A sacramental outlook invites Catholic educators to develop and nurture their own sacramental consciousness. When Catholic educators live their own lives in appreciation of the goodness of creation and as meaningful and worthwhile, their attitude permeates their interactions in the educational milieu and will encourage a similar outlook in others. The ideal of a Catholic school is to educate its members into a world that is sacred and holy because it is God’s creation. Appreciation for God’s gift finds expression in the attitudes and actions of a school community through liturgy and stewardship. The Religious Dimension of Education in Edmonton Catholic Schools

  1. Religious Education can reduce the temptation for young people to subscribe to extremist religious positions. Much publicity has been given to the recruitment of young people to violent fundamentalist causes. Religious Education promotes values directly opposed to these positions. World Religion courses provide a balanced view of religions, stressing the points of dialogue and inter-faith cooperation.

… There is probably no issue of any greater concern around the world than the rise of religious fundamentalism. Nothing is more dangerous than the radicalised mind and there is nothing worse than the indoctrinated child. We will not, however, defeat such extremism simply by confronting it across battle lines. The frontline for winning this battle is education and the school is the place where young minds need to be introduced to the power of critical enquiry. How else will a young person ever grow to be able to make wise choices unless they are allowed access to the widest possible range of knowledge and how else will they learn tolerance unless they are introduced to the wide ranging menu of different ideas that populate the world. The Rt. Rev John Chalmers, Moderator of the Church of Scotland. Moderator says religious education holds the key to defeating extremism. December 30, 2014

  1. Religious Education gives students tools to discern a vocational path. Students from Kindergarten to Grade 12 are developing skills, attitudes, capabilities and knowledge to help them discern and respond to their callings.

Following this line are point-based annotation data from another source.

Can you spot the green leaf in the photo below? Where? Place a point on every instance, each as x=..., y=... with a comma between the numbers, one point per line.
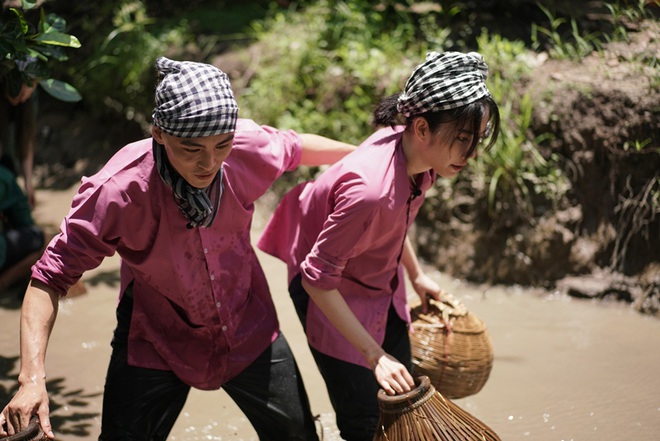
x=21, y=20
x=58, y=39
x=61, y=90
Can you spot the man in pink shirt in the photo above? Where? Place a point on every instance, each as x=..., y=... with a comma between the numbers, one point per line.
x=345, y=244
x=194, y=307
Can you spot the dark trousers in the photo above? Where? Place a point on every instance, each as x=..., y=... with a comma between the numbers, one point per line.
x=353, y=389
x=143, y=404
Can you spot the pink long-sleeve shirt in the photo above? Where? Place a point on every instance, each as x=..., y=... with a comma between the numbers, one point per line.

Courses in Religious Education clearly support student learning in the areas of personal and interpersonal development and career choices. When taught that the Christian commitment to justice, peace, and the dignity of all can only help to promote the wellbeing of individuals and society as a whole, the student can evaluate his or her career aspirations in relation to the concepts of Christian vocation and discipleship. As well, Family Life strands, by focusing on personhood, relationships, and sexuality complete the students’ self-understanding and in this way complement the Career and Guidance Education presented within secondary school programs. Ontario Catholic Religious Education Curriculum Policy Document, 2006, p. 27.